When Kṛṣṇa came out of the city, Kālayavana, who had never seen Kṛṣṇa before, saw Him to be extraordinarily beautiful, dressed in yellow garments. Passing through Kālayavana’s assembly of soldiers, Kṛṣṇa appeared like the moon in the sky passing through the assembled clouds. Kālayavana was fortunate enough to see the lines of Śrīvatsa, a particular impression on the chest of Śrī Kṛṣṇa, and the Kaustubha jewel He was wearing. Kālayavana saw Him, however, in His Viṣṇu form, with a well-built body, four hands, and eyes like the petals of a newly blooming lotus. Kṛṣṇa appeared blissful, with a handsome forehead and beautiful smiling face, restless eyebrows and moving earrings. Before seeing Kṛṣṇa, Kālayavana had heard about Him from Nārada, and now the descriptions of Nārada were confirmed. Kālayavana noticed Kṛṣṇa’s specific marks and the jewels on His chest, His beautiful garland of lotus flowers, His lotuslike eyes and similar beautiful bodily features. He concluded that this beautiful personality must be Vāsudeva, for every description he had previously heard from Nārada was substantiated by the presence of Kṛṣṇa. Kālayavana was astonished to see Kṛṣṇa passing through his army without any weapon in His hands and without any chariot. He was simply walking on foot. Kālayavana had come to fight with Kṛṣṇa, and yet he had sufficient principles not to take up any kind of weapon. He decided to fight with Him hand to hand. Thus he prepared to capture Kṛṣṇa and fight.
Kṛṣṇa, however, went ahead without looking at Kālayavana. Kālayavana followed Him with a desire to capture Him, but in spite of his swift running, he could not capture Kṛṣṇa. Kṛṣṇa cannot be captured even by great yogīs traveling at the speed of the mind. He can be captured only by those who follow the path of devotional service, and Kālayavana was not practiced in devotional service. He wanted to capture Kṛṣṇa, and since he could not do so he followed Him from behind.
Kālayavana began running very fast, thinking, “Now I am nearer; I will capture Him,” but he could not. Kṛṣṇa led him far away and entered the cave of a hill. Kālayavana thought that Kṛṣṇa was trying to avoid fighting him and was therefore taking shelter of the cave. He rebuked Him with the following words: “O Kṛṣṇa! I heard that You are a great hero born in the dynasty of Yadu, but I see that You are running away from fighting, like a coward. It is not worthy of Your good name and family tradition.” Kālayavana was following, running very fast, but still he could not catch Kṛṣṇa because he was not freed from all contaminations of sinful life.
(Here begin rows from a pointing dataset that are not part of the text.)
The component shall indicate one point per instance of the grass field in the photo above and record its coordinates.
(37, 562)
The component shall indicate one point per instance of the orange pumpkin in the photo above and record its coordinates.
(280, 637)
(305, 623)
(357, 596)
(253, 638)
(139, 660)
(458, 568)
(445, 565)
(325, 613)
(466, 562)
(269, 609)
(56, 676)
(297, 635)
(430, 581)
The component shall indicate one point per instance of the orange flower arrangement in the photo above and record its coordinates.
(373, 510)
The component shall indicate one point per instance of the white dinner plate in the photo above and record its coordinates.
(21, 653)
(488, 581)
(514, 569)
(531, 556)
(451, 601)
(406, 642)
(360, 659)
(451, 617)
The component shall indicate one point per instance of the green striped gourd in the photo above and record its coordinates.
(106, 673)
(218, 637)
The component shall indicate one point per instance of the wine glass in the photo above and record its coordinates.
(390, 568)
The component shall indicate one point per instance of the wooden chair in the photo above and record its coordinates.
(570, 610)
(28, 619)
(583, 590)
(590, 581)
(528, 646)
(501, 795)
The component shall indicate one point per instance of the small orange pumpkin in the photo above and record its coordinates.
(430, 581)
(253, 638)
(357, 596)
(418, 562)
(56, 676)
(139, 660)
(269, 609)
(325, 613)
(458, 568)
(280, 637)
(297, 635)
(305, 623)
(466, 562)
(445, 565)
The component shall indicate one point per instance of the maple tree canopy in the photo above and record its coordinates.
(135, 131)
According to Vedic culture, anyone who does not follow the regulative principles observed by the higher castes (the brāhmaṇas, kṣatriyas and vaiśyas) or even those observed by the laborer class (the śūdras) is called a mleccha or yavana. The Vedic social situation is so planned that persons accepted as śūdras can gradually be elevated to the position of brāhmaṇas by the cultural advancement known as saṁskāra, or the purificatory process. The verdict of the Vedic scriptures is that no one becomes a brāhmaṇa or a mleccha simply by birth; by birth everyone is accepted as a śūdra. One has to elevate himself by the purificatory process to the stage of brahminical life. If he doesn’t, if he degrades himself further, he is then called a mleccha or yavana. Kālayavana belonged to the class of mlecchas and yavanas. Contaminated by sinful activities, he could not approach Kṛṣṇa. The principles from which higher-class men are restricted, namely illicit sexual indulgence, meat-eating, gambling and intoxication, are an integral part of the lives of the mlecchas and yavanas. Being bound by such sinful activities, one cannot make any advancement in God realization. The Bhagavad-gītā confirms that only one who is completely freed from all sinful reactions can engage in devotional service, or Kṛṣṇa consciousness.